The easiest and least painful test for breast cancer, fine-needle aspiration, is also horribly unreliable. Improving its accuracy would give doctors a cheap, quick and relatively painless tool for detecting cancers early. It would be like sharpening a butter knife into a surgical scalpel.
She spent an entire year learning about breast cancer, and another year teaching herself Java to code the application. Her first two prototypes were failures. Then, it worked.
The program is 99.1% accurate, about 5% better than the leading commercial product, according to Wenger. Once someone inputs the necessary information, every important decision is made by the software. The computer also 'learns' and grows more accurate as it examines more data.
Wenger has received some datasets from research institutions, and hopes that the program will soon be used by hospitals and clinics in actual diagnosis. She plans to major in computer science and biology in college.
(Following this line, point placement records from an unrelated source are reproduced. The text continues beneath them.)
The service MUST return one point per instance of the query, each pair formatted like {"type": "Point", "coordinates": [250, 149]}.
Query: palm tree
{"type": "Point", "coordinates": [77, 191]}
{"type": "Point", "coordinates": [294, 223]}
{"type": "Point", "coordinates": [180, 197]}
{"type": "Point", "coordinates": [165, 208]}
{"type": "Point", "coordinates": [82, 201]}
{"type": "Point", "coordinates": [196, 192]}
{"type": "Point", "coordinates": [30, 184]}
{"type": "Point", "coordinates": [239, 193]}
Ionut Budisteanu, 19, traveled all the way from Romania to enter his self-driving car into the Intel International Science and Engineering Festival In Arizona in May 2013.
Other folks are working on self-driving cars (most famously, Google), but the technology used to power them is expensive. Budisteanu's design brings the cost down to a mere $4000.
Most of the systems the big guys are working on make use of effective but expensive high-resolution 3-D radar (which is what is mounted on the roof of the car). But Budisteanu says a lower-resolution radar will still detect the big dangers -- trees, cars, and pedestrians -- while inexpensive cameras can do the rest of the work, like seeing lane lines and curbs.
His design is not perfect, but it is promising. He has already attracted some interest from investors in his native Romania, according to Darren Quick of Gizmag. But it doesn't sound like he is in this for the money.
'I want to be a researcher and university professor to make research to help the world to develop,' Budisteanu said at the Intel ISEF awards ceremony (see video below). 'This is the purpose of mankind -- to create some inventions and to create some projects in order to help the entire population and the entire world.'
Here is a video he made showing how his system works:
Easton LaChappelle hails from Colorado and according to a recent TED talk he gave loves to build things.
He used 3-D printing technology to build a low-cost prosthetic arm when he met a girl whose own robotic arm cost $8000. LaChappelle's is only $250.
He came in second in the Intel International Science and Engineering Fair, and took his invention to the White House Science Fair and demo'd it for President Obama.
Thiago Olson, Conrad Farnsworth, and Taylor Wilson all joined a short list of people who have home brewed nuclear fusion reactors or accelerators in there garages, backyards, or basements.
Thiago was the first of the three, building his when he was only 15 in his garage in Michigan. He went on to graduate rom Vanderbilt and co-found a company called Protean Payment.
Conrad Farnsworth built his in 2012 at the age of 18. He tried to enter it into a science fair in his home state of Wyoming but was disqualified on that grounds that.... he competed in too many science fairs.
And Taylor Wilson, built his at the tender age of 14. He later attended the University of Nevada, Reno, but dropped out when tech billionaire Peter Thiel awarded him one of the prestigious Thiel Fellowships, 'a no-strings-attached grant of $100,000 to skip college' and focus on his dream of working in nuclear science.